Fish have specific habitat requirements, thus the health of a fish community can tell us a great deal about the quality of the waterway where they reside.

Riverine Fish of Ohio's Scenic Rivers

Warmouth Sunfish (Lepomis gulosus)

warmouth sunfishA species favoring lakes, pools, oxbows, marshes, and streams of low gradients, the Warmouth Sunfish is the most voracious piscivore (fish eater) of all the sunfishes.

They prefer substrates composed of muck and organic debris, and healthy populations of aquatic vegetation that they use as their spawning grounds.

After spawning the male warmouth is extremely aggressive in protecting the nest. When an intruder nears the nest, the male warmouth will puff out its opercles (gill plates), and push small pulses of water at the intruder with its tail.
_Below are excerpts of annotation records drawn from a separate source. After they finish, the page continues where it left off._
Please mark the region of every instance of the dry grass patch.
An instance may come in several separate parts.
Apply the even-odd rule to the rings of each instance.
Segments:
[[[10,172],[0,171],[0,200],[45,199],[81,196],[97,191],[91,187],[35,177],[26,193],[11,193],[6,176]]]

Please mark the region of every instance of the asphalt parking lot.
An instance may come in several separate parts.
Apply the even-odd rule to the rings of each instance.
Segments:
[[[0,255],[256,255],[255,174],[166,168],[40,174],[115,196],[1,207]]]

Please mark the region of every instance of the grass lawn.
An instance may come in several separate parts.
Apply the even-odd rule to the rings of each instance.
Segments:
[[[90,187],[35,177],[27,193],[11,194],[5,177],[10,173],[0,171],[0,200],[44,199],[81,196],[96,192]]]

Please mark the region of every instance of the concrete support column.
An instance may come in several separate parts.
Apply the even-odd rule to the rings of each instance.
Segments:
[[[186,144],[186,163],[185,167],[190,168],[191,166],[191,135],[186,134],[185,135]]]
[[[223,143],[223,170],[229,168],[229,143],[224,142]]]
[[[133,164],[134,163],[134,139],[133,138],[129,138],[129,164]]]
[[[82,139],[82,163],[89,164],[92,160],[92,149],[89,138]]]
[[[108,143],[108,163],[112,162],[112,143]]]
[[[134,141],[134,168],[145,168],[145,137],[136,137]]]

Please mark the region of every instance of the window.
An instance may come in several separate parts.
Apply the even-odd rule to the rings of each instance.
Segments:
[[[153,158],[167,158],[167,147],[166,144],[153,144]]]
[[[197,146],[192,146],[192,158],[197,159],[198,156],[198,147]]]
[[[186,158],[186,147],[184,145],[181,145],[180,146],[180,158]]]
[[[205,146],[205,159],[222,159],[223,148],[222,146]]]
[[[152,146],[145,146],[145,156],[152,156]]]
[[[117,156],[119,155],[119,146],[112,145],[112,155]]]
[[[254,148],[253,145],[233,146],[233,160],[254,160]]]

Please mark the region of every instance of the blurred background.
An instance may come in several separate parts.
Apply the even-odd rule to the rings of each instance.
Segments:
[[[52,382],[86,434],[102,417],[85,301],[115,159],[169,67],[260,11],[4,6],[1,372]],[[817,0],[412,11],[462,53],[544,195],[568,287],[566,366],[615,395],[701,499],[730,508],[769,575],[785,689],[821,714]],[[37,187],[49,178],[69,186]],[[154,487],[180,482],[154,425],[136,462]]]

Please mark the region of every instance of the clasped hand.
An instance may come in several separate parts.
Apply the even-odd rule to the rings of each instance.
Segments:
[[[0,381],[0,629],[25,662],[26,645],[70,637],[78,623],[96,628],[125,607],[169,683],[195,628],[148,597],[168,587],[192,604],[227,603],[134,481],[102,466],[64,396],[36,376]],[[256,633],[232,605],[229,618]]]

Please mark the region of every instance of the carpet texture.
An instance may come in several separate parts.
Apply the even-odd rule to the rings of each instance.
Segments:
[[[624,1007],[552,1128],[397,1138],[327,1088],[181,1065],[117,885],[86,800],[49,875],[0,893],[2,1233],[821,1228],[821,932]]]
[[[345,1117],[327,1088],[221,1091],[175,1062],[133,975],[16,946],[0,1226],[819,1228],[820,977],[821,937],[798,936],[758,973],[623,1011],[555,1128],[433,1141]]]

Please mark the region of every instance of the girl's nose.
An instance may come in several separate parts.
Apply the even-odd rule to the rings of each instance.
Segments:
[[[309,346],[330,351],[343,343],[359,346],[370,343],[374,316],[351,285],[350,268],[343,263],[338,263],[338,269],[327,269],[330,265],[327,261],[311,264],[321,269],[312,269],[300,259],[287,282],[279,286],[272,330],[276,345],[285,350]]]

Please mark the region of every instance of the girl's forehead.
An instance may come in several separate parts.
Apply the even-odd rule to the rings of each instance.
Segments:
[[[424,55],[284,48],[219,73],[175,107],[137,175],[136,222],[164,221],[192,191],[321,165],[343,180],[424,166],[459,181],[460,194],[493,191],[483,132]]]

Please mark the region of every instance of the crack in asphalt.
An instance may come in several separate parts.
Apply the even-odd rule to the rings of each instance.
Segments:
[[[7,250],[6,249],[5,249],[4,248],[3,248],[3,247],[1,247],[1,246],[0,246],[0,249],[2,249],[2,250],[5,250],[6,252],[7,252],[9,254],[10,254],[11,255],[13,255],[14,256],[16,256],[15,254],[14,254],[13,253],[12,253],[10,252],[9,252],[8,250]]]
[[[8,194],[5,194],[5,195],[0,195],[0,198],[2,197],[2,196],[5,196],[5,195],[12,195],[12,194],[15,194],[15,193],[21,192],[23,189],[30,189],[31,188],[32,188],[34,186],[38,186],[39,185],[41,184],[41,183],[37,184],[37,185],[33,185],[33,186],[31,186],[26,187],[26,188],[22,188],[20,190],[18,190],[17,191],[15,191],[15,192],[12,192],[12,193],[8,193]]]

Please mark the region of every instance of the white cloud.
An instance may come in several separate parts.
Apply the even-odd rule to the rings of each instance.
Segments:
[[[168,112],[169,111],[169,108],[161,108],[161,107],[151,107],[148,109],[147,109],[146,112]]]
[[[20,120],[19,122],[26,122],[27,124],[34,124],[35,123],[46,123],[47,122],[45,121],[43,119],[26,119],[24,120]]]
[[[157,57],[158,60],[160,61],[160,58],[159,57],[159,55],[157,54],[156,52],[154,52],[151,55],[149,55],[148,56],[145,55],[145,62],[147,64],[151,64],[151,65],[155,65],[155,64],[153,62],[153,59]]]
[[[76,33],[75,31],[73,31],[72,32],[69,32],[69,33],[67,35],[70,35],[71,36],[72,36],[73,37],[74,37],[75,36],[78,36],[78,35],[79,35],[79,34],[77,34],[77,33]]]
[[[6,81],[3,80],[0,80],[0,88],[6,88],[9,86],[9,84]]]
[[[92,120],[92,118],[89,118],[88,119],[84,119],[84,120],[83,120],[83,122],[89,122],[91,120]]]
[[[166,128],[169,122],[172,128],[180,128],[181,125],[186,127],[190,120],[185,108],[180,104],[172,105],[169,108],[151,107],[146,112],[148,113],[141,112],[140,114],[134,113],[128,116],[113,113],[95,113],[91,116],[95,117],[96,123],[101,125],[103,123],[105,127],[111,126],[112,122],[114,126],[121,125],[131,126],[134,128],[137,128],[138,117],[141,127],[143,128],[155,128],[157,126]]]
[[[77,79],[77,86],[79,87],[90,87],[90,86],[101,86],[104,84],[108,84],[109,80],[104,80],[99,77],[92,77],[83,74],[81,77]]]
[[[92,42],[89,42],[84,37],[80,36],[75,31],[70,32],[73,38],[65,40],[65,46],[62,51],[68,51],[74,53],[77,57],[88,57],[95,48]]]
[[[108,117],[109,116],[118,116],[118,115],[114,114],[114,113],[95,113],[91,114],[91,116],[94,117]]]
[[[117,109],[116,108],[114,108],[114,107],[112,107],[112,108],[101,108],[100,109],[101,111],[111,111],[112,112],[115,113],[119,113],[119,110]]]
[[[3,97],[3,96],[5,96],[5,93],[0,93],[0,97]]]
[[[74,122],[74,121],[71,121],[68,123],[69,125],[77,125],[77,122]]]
If this fails the warmouth will attempt to nip at the intruder to ward it off.

The original distribution of this species in Ohio has been clouded by stocking programs of this and other species initiated in the 1920s. They were known from glacial lakes in northwest and northeast Ohio and from weedy low gradient streams such as the upper Cuyahoga River in northeast Ohio where moderate to large populations still exist.

The pumpkinseed is a common associate of the warmouth in the northern Ohio lakes and streams.